Una tipa che aveva scoperto che era single lo perseguitava ovunque "Piccola non sai quanto mi spaventa."
"È carina?"
"Sì. Ma non è il mio tipo. È troppo appiccicosa."
"E che vuoi fare?"
"Adesso che la mia piccola, la mia più grande amica è qui, magari potrebbe aiutarmi."
"Va bene. Che devo fare?"
"Fingi di essere la mia ragazza."
"Che cosa?"
"Lo hai detto anche tu! Mi conosci benissimo e io conosco benissimo te! E poi se lo chiedessi ad un'altra saresti gelosa."
"Questo non è vero."
"Per favore."
"Va bene Tom. Ma non ci provare."
"D'accordo. Parlando di te.. È di Carter?"
"Sì. Ma ci siamo lasciati.. Cioè, l'ho lasciato e non ci parlo da qualche mese." gli raccontai ciò che era successo tra noi due e alla fine mi disse "E il bambino? Come farete?"
"Lo do in adozione."
"E lui che ne pensa?"
"Non è molto d'accordo. Ma non mi interessa. Ho già trovato delle coppie disposte a prendersi cura del bambino o della bambina, e quando saprò se è maschio o femmina deciderò a chi dare mio figlio."
"Steph è anche figlio suo!"
"Sì, ma ha ventidue anni, e un bambino potrebbe cambiargli troppo la vita. E poi non voglio che si senta legato a me per forza."
"Non deve esserlo infatti. Se non volete stare insieme non stateci.
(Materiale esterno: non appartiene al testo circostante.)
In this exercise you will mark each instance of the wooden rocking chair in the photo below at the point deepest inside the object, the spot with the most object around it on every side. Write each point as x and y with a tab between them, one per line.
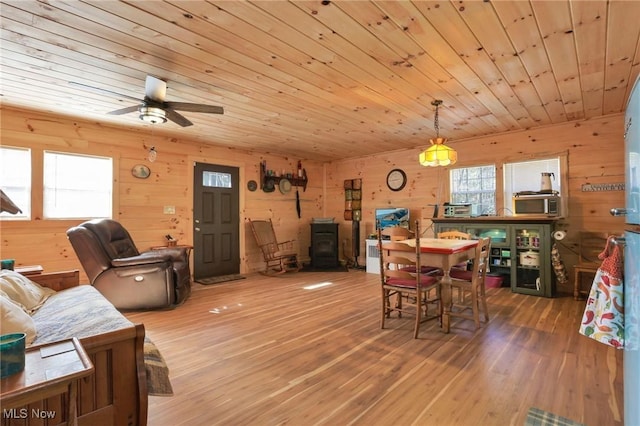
280	257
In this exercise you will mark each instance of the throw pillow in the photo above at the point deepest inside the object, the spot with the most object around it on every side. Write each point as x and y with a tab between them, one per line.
23	291
15	319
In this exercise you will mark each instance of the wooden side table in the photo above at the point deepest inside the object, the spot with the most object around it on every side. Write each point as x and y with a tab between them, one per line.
51	369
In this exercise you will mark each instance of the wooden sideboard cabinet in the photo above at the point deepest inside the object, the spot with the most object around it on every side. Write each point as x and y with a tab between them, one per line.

Ma non decidere anche per lui."
"È meglio per entrambi Tom."
Fece un respiro profondo e disse "Va bene. Se hai bisogno di me io sarò qui con te." mi abbracciò "Grazie." dissi ricambiando il suo abbraccio.
"Credi che riuscirò mai a parlare con Haley e a farmi perdonare?"
"Non lo so. Prima o poi verrà qui, parlaci e vedi se ti perdonerà."
"Non voglio fregarla a Dylan e non volevo fare problemi con la storia della bambina. È solo che ero in ansia, avevo visto apparire tutto così in fretta e ho pensato fosse la cosa migliore da fare. Voglio solo tornare ad essere suo amico, come quando è arrivata qui."
"Lo so. E lo sa anche lei. Solo che anche lei si è fatta prendere dall'ansia e non ha ragionato con la testa. Fai passare un  po' di tempo. Ti perdonerà e tornerete amici, sono sicura di questo."